Recipe: Easy Chicken and Rice Casserole
Prep time: 5 minutes
Cook time: 40 minutes
Yield: 6 servings
Serving size: 1½ cups
- 4 cups fresh broccoli florets
- 1 pound boneless, skinless chicken breasts
- 1 (10.5-ounce) can Campbell’s Healthy Request condensed cream of chicken soup
- ⅓ cup plain, non-fat Greek yogurt
- ¾ cup fat-free milk
- ½ teaspoon salt
- ½ teaspoon black pepper
- 1 (8.8-ounce) pouch read-made brown rice
- 1 cup shredded reduced-fat cheddar cheese
- ¼ cup panko bread crumbs
- Preheat the oven to 350°F. Spray a 13×9-inch baking dish with nonstick cooking spray and set aside.
- Bring a large pot of water to a boil over high heat. Add the broccoli and blanch for 1 to 2 minutes, until it is bright green. Remove the broccoli with a slotted spoon and set aside.
- Add the chicken to the water and bring back up to a boil.
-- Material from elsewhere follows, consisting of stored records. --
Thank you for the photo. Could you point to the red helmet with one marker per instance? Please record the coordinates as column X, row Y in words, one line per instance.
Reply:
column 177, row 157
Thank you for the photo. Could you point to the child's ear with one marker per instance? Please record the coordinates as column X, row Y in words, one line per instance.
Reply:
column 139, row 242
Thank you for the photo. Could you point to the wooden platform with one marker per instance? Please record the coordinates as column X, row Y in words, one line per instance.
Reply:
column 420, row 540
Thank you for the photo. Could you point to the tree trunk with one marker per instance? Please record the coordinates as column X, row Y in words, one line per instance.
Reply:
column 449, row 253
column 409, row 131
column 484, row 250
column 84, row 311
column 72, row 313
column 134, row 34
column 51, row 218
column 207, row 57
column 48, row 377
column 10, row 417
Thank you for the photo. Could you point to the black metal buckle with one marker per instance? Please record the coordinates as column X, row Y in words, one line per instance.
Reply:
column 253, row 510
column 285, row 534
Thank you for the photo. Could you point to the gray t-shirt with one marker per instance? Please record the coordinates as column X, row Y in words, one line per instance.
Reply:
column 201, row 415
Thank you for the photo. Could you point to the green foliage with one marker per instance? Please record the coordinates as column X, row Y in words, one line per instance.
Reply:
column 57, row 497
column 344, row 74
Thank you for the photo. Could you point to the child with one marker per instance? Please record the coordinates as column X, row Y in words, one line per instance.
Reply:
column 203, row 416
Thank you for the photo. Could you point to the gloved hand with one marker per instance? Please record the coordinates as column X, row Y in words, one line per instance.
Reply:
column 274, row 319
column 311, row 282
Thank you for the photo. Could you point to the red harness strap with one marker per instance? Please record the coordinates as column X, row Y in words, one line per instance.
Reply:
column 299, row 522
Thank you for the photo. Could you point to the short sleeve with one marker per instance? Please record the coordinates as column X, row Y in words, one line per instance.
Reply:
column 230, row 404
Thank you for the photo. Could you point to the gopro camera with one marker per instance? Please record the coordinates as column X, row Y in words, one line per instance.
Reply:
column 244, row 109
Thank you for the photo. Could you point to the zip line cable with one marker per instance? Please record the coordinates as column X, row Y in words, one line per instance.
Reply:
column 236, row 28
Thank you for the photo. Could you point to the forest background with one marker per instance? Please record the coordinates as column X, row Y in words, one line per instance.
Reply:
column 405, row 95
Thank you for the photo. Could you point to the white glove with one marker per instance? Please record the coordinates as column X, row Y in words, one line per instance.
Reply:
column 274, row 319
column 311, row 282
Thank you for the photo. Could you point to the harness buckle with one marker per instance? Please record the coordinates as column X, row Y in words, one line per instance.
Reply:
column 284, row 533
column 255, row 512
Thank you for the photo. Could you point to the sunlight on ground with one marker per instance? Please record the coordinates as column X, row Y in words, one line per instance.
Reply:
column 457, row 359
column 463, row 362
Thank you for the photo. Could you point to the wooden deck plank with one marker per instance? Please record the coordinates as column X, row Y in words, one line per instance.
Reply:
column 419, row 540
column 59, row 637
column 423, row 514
Cook until the chicken is cooked through, 15 to 20 minutes. Remove the chicken breasts and set on a plate to cool. When cool enough to handle, shred the chicken breasts with a fork.
- Microwave the rice according to package directions.
- In a large bowl, mix the soup, yogurt, milk, salt, and pepper. Add the chicken, broccoli, rice and ½ cup of the cheddar. Use a large spoon to stir and combine, making sure the soup mixture evenly coats all of the ingredients.
- Transfer the chicken and rice mixture to the prepared baking dish. Top with the remaining ½ cup cheddar and the panko.
- Bake uncovered until the cheese is melted and the casserole is heated through, about 20 minutes.